Meu intuito era fazer pegação mas, depois que um GP muito simpático com quem flertei entrou no carro de um cliente, assumi seu posto em uma esquina que atende a alguns índices estratégicos de territorialização-michê; localização, percepção ocular e auditiva do entorno, contiguidade com uma determinada praça, um ponto de grande fluxo e convergência de carros, sombra, árvore. Posicionei-me, disposto ao jogo, auto-sabotagem cênica. Vários carros se inclinam ao meu encontro. Meus fãs!
Vejo à distância o brilho de uma viatura de coxinhas. Zarpo em estratégia para outro canto. Quem eu reencontro? O infeliz que fisgou meu pau há pouco menos de um ano atrás. Ele se desculpa pelo que aconteceu e, voilá, uma reviravolta na trama, fechamos um revival. E mais, ele me quer junto com o outro GP, aquele simpático, bonito, roludo. Mas um detalhe: tem que ser na praça, ele curte um certo exibicionismo. Bom, se eu fosse um velho desgraçado como ele, me orgulharia de chupar dois garotões bem-apessoados no meio de um monte de bichas atônitas em seus veículos de merda.
Quando ele finalmente goza, avistamos ali na esquina as luzes da viatura. Se dá a diáspora no seio da praça, o cliente caminha à frente e eu ando lado a lado com o outro. Um terceiro que estava de voyeur diverge também em movimento centrífugo. O garoto, que havia morado em Londres, me diz he has to pay us. Eu concordo e, ingenuamente, me precipito à frente com o intuito de seguir o cliente, me afastando do primeiro. É quando os Palhaços Militares aceleram e me alcançam, passando a andar na mesma direção e velocidade que eu engatado na bike.

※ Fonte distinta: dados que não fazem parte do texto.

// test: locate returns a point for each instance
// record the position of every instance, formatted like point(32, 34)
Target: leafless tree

Me fitam. Depois de alguns segundos fazendo a pêssega, olho para as duas pessoas que ocupavam o carro. Me lembro imediatamente de uma imagem que circulou na rede há alguns anos, um jovem policial militar fardado, musculoso e careca ostentando uma tatuagem de suástica no antebraço. Era mais ou menos isso, só que vezes dois, e na minha frente.
Dissimulo calma.
- Boa noite.
Um deles responde algo que poderia ser interpretado como um pedido de briga, algo meio Laranja Mecânica. Rio nervosamente.
- Você tá rindo por quê?
Pronto, é um pedido formal de briga. Algo meio gangue justiceira. Fodeu! Esses dois policiais são skinheads, estou ao lado de uma viatura, em uma área inóspita da cidade. E o pior, eu sequer posso chamar a polícia pra me defender! Esses filhos da puta vão bater nas minhas bolas até eu virar castrato, vão enfiar o porrete no meu cu até estourar meu intestino, e quando meus pais e amig_s encontrarem meu corpo, estarei sem nenhum dente e com uma barra de metal cravada na perna.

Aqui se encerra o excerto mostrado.